Two Layer Cake Questions

Decorating By kristiemarie Updated 23 Oct 2010 , 2:12pm by kristiemarie

kristiemarie Posted 22 Oct 2010 , 8:12pm
post #1 of 4

Hi!
I'm making a two layer cake. Few questions:

1- Do I need to use two cakes for the bottom layer and 2 cakes for the top? Is that standard?

2- Do I need to use dowels or anything else to support the cake at that height?

I am going to buy the cake this weekend and need to know what i need. icon_smile.gif

3 replies
Kiddiekakes Posted 22 Oct 2010 , 8:16pm
post #2 of 4

Okay...a cake that is double layered means to cakes...one 2 inch layer,and then the other 2 inch layer with icing in between not 2 and 2..then you would have a severly high 8 inch cake and it would fall over..You don't need to use dowels unless you are stacking another tier ontop of the 2 layers.

hollyml Posted 23 Oct 2010 , 5:42am
post #3 of 4

Do you mean a two TIER cake? Like a wedding cake?

If so, then yes, most often each tier is two baked layers, each baked in a 2" deep pan, which can be put together as is or they can be torted (sliced horizontally) so that you end up with 4 or even more total layers of cake with filling in between.

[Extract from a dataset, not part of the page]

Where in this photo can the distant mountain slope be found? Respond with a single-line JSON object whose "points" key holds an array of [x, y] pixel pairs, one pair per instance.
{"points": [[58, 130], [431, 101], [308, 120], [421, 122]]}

If you don't want to bake four cakes, you can bake just one cake per tier in a 3" deep pan, tort it at least once and fill. Or do two 2" pan cakes for the bottom tier (so that it ends up about 4" high) and one 3" pan cake for the top tier. The cake will be taller or shorter overall, the proportions be a little different depending how you do it, so it's just how you want it to look and how much time/effort you can put into it. icon_smile.gif

For a two tier cake that isn't going to travel, you might not need dowels or other supports, but better safe than sorry. Use a piece of cardboard cut to the same size and shape as the cake under the top tier, and stick some dowels or straws into the bottom tier, cut level with the top of the frosting. The cardboard rests on top of the dowels, so the weight of the top tier is not really resting on the bottom tier of cake at all. (I've used cardboard lollipop sticks for small tiered cakes and it works fine. Don't go overboard because you don't want your bottom tier to fall apart from too many holes in it!) Adding a piece of parchment paper between the cardboard and the frosting will let you lift the top tier off for serving without totally destroying the frosting on the bottom tier.

Good luck!

kristiemarie Posted 23 Oct 2010 , 2:12pm
post #4 of 4

Thanks! I am going to be moving it so I will probably use dowels.